$π$-Tuning: Transferring Multimodal Foundation Models with Optimal Multi-task Interpolation

Foundation models have achieved great advances in multi-task learning with a unified interface of unimodal and multimodal tasks. However, the potential of such multi-task learners has not been exploited during transfer learning. In this work, we present a universal parameter-efficient transfer learning method, termed Predict-Interpolate Tuning ($\pi$-Tuning), for vision, language, and vision-language tasks. It aggregates the parameters of lightweight task-specific experts learned from similar tasks to aid the target downstream task. The task similarities are predicted in a unified modality-independent space, yielding a scalable graph to demonstrate task relationships. $\pi$-Tuning has several appealing benefits.

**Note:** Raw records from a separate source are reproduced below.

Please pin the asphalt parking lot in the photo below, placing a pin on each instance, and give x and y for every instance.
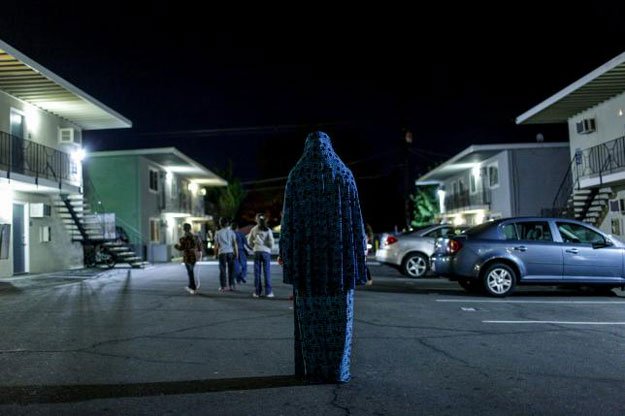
(137, 343)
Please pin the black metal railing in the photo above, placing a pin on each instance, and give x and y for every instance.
(599, 160)
(465, 199)
(26, 157)
(595, 161)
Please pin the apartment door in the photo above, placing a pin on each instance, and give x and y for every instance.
(19, 239)
(17, 141)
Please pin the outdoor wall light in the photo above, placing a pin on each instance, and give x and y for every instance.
(193, 187)
(78, 155)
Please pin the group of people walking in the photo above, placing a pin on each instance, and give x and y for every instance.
(231, 249)
(323, 252)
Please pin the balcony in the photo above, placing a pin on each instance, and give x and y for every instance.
(25, 157)
(464, 200)
(600, 164)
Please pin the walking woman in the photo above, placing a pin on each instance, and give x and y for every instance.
(261, 240)
(322, 247)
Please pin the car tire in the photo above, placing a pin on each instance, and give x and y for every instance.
(499, 280)
(415, 265)
(471, 286)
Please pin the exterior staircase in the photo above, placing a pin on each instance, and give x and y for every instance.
(589, 205)
(87, 229)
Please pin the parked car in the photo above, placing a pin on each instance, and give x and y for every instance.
(498, 255)
(411, 251)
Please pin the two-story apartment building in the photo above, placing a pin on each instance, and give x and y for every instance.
(594, 109)
(498, 180)
(42, 119)
(152, 192)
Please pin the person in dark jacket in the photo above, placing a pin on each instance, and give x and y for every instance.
(240, 262)
(189, 247)
(322, 247)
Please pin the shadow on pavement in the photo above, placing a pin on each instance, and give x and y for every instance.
(76, 393)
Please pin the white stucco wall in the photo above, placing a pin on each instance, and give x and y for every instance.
(41, 127)
(610, 124)
(60, 253)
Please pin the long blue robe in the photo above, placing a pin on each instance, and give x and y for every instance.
(322, 245)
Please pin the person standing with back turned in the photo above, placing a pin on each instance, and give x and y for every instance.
(261, 240)
(188, 245)
(322, 247)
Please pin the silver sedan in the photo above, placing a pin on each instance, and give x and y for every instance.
(411, 251)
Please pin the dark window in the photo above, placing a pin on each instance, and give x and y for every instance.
(575, 233)
(530, 230)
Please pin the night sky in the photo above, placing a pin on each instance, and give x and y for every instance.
(247, 85)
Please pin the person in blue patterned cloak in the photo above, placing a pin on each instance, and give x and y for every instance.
(322, 247)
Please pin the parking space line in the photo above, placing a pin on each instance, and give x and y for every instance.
(554, 322)
(598, 302)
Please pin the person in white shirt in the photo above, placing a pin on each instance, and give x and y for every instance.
(226, 251)
(261, 240)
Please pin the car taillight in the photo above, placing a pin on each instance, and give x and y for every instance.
(454, 246)
(390, 240)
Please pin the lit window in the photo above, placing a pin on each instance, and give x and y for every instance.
(153, 180)
(155, 230)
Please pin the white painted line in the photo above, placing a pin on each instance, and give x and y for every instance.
(599, 302)
(554, 322)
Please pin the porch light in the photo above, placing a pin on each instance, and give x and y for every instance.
(78, 155)
(441, 200)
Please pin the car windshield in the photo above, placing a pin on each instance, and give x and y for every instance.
(478, 229)
(417, 230)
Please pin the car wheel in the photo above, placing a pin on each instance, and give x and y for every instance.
(471, 286)
(415, 265)
(499, 280)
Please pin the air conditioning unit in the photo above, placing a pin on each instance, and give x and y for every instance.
(68, 135)
(586, 126)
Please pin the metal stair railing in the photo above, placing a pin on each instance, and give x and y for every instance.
(33, 159)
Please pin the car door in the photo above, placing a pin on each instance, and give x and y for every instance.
(585, 262)
(532, 243)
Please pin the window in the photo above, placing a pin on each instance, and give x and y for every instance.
(473, 184)
(575, 233)
(155, 230)
(461, 186)
(529, 231)
(153, 180)
(45, 234)
(493, 175)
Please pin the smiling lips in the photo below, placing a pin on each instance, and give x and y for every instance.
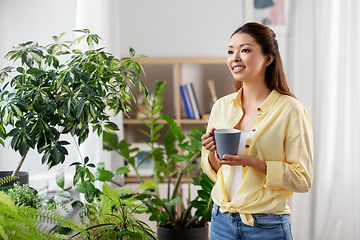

First, it flexibly explores both intra- and inter-modal transferability between similar tasks to improve the accuracy and robustness of transfer learning, especially in data-scarce scenarios. Second, it offers a systematical solution for transfer learning with multi-task prediction-and-then-interpolation, compatible with diverse types of parameter-efficient experts, such as prompt and adapter. Third, an extensive study of task-level mutual benefits on 14 unimodal and 6 multimodal datasets shows that $\pi$-Tuning surpasses fine-tuning and other parameter-efficient transfer learning methods both in full-shot and low-shot regimes. The task graph also enables an in-depth interpretable analysis of task transferability across modalities.